As AWS, Microsoft and Google Cloud battle for enterprise workloads, consumption drove 22% year-over-year growth in the $330 billion global market for cloud infrastructure services in 2024, according to Synergy Research Group.
Savings instruments, like tiered pricing, spot-instance discounts and committed spend incentives, can be a double-edged sword, cutting costs up front on cloud resources that go unused.
Procurement teams typically err on the side of caution to avoid shortfalls and take advantage of pay-in-advance vendor discounts. AWS, Microsoft and Google Cloud have commitment-based spending plans that can cut up to 75% off the on-demand list price, according to the FinOps Foundation.

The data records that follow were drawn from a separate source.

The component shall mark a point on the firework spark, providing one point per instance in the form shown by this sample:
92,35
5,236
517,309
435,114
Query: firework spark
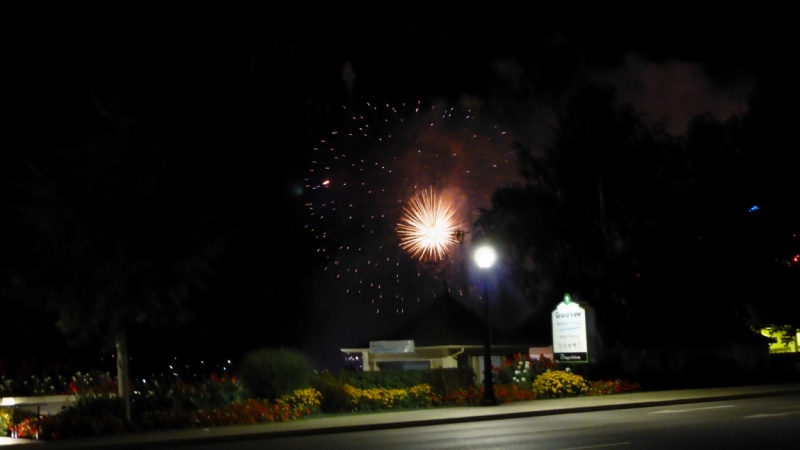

“Overprovisioning becomes the default response to uncertainty about capacity needs,” Gil said. “No one wants to risk service disruption because a node was undersized, so organizations often allocate more CPU and memory than necessary, driving up costs.”
To compound the problem, containerized applications with an excess CPU capacity can still run short on memory, Cast AI found. Almost 6% of workloads analyzed exceeded requested memory at least once over a 24-hour period, leading to service disruptions.
Risks associated with degraded user experiences are an additional reason customers would rather exceed capacity needs than provision “just enough” compute to run an application, Gil said.
For enterprises that can take advantage of spot-instance discounts on available hyperscaler infrastructure, the savings can be significant. AWS sells unused EC2 capacity at up to a 90% discount, but prices fluctuated an average of 197 times per month, according to Cast AI. Kubernetes workloads that use a mix of on-demand and spot-instance compute can reduce costs by more than half, the research found.
The optimization stakes are growing as enterprises fire up AI workloads. Azure customers can reduce cloud GPU costs by 90% on average through Microsoft’s spot instance discounts, according to Cast AI’s analysis. AWS and Google Cloud spot instances yielded substantial yet somewhat lower average savings of 67% and 66%, respectively.
Moving workloads to specific regions and availability zones based on variable rates can also be an effective savings strategy, reducing costs by up to a factor of six, the company said.